Sahabat, aku menyusut sehelai rambut mencoba menyebutkan kisahmu.
Maukah kau menceritakan kisah untukku?
Sudah kukarang banyak kisah kasih.
Kini aku ingin kisah rekaan.
Beri tahu aku!
Kebenaran adalah, bila kau bicara, bukan aku.
Akulah Sinai, dan engkaulah Musa yang melangkah.
Puisi ini adalah gema apa yang kau kata.
Sebentang pulau tak bisa bicara, tak tahu apa-apa!
Kalau pun ia bisa, ah alangkah terbatasnya.

Tubuh adalah sebuah perangkat menghitung
astronomi jiwa.
Lihatlah langit dengan astrolabium itu
dan jadilah penghuni samudera.

Kenapa percakapan ini mengacaukan pikiran?
Bukan salahku, bila aku meracau kalimat.
Kau juga bertingkah sama.
kau akuikah kegilaan-cintaku?

Katakan saja, ya!
Dalam bahasa apa kau ingin menyebutnya?
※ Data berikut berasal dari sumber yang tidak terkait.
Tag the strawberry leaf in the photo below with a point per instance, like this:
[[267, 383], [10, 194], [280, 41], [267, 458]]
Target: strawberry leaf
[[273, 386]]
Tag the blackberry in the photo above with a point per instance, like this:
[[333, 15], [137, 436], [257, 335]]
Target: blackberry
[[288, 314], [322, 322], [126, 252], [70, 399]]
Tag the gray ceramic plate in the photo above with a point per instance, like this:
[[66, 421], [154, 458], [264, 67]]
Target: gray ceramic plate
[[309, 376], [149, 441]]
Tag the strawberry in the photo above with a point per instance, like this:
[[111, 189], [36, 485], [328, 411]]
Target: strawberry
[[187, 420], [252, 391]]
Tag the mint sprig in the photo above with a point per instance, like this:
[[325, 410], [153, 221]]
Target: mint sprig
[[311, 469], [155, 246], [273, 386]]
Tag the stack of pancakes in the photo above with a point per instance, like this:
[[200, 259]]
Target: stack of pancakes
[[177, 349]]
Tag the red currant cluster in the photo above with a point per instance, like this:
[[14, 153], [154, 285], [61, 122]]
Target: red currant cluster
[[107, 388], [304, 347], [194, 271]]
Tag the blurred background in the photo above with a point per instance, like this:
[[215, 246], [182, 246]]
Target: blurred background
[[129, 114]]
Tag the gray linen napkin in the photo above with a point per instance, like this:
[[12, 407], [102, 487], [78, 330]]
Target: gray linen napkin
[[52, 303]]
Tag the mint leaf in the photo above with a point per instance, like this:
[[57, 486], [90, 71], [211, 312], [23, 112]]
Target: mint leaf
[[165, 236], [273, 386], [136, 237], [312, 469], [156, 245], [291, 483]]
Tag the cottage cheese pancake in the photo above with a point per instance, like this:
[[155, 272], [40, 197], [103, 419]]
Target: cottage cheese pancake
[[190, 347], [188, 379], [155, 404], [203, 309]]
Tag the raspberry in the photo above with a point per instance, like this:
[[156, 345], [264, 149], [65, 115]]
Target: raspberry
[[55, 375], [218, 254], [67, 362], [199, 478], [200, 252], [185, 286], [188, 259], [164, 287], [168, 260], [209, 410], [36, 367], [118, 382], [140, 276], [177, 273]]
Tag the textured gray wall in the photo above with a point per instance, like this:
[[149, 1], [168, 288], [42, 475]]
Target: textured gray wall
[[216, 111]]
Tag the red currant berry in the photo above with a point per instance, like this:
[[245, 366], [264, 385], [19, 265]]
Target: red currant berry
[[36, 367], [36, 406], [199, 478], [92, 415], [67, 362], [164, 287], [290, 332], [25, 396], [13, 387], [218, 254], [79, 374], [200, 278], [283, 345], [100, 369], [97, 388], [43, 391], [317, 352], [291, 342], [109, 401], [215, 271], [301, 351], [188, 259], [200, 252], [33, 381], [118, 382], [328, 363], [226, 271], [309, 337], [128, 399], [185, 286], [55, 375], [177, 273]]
Arab?
Ataukah Persia? Atau bahasa apa? Sekali lagi,
Aku mesti diikat ketat.
Bawa kemari temali ikal dari rambutmu.

Nah, kini aku ingat lagi kisah itu.
Manusia sesungguhnya memandangi sepatu tua
dan jaket kulit domba. Setiap hari
dia naik ke loteng rumahnya dan melihat
sepatu kerja dan jubah lusuh.
Inilah kebijakannya, mengingat liat yang hakikat.
Dan tak meneguk mabuk ego dan kesombongan.

Melihat lagi pada sepatu koyak dan jubah lusuh
adalah doa, adalah ibadah.

Kerja Yang Maha Mutlak, adalah kerja tanpa apa-apa.
Bangsal dan bahan bakunya
adalah apa yang tidak ada.

Cobalah jadikan dirimu selembar kertas tanpa coret apa-apa.
Jadilah sebuah titik di bumi yang tak ditumbuhi apa-apa,
titik yang mungkin saja ada yang bisa ditanam di sana,
mungkin saja itu benih, dari Yang Maha Mutlak.


Matsnawi V; 1884-1920; 1959-64
Poetic version by Coleman Barks
"The Essential Rumi"
HarperSanFrancisco, 1995

:: Diterjemahkan dengan iseng oleh Hasan Aspahani

--------------------------------

Tertutuplah Pintu-Bahasa

Ada kecupan yang sungguh kami ingini
pada sepanjang hidup kami,
sentuhan sang Jiwa pada tubuh kami.

Air laut memohon mutiara
agar memecahkan cangkangnya.

Dan bunga lili, sepenuh nafsu
menunggu Kekasih yang liar!

Ketika malam, kubuka jendela
kupinta bulan datang bertandang
dan membenamkan wajahnya pada wajahku.
Bernafas ke dalam diriku.

Menutup pintu-bahasa
Membuka jendela-cinta.

Bulan yang tak memerlukan pintu
ia hanya rindu jendela yang membuka.

------------------------------------

Yang Memuja Mata, Tak akan Punya Penglihatan

Mengapa mengira yang remeh ini adalah jiwa
dan sebongkah bijih emas harta yang diburu?
Kau mencari emas, menggali dalam, mengapa?
Merenungkan bumi menjelma jadi langit?
Mengapa menimbangkan godaan yang menakutkan
sebagai keindahah negeri?
Mengapa seperti cacing menggeliat syahwat bumi
dan menganggap kekasih lebih hina dari debu?
Mengapa mual dengan cinta dan kau usir dia
Mengira dalam cinta, padahal tenggelam dalam nafsu?
Mengapa membiarkan asap ketakpedulian memenuh mata dengan tangis?
Mengapa menganggap kesalihan adalah wujud ketakutan yang bodoh?
Takluk pada nafsu pertanda tiba kutuk itu
Lalu mengapa minta isyarat ini dihapuskan?
Semua tanyaku, mengapa, kutanya sendiri
Seperti mereka, kau kira aku bertanya pada-Nya?
Shams Tabrizi, unjukkan dirimu, sinarmu
Mereka yang memuja mata, tak akan punya penglihatan!


Syair ke-151 Diwani Shams, Karya Jalaluddin Rumi
* Judul dari HA



------------------------------------

Yang Mencumbu dan Yang Takluk

Dalam cahayamu aku belajar mencintai.
Dalam keindahanmu, kutahu bagaimana menggubah syair.
Engkau berdansa di dalam dadaku.
Tak ada seorang pun yang melihat tari-Mu.
Aku pun hanya sesekali mampu,
dan yang kulihat itu menjelma jadi syair ini.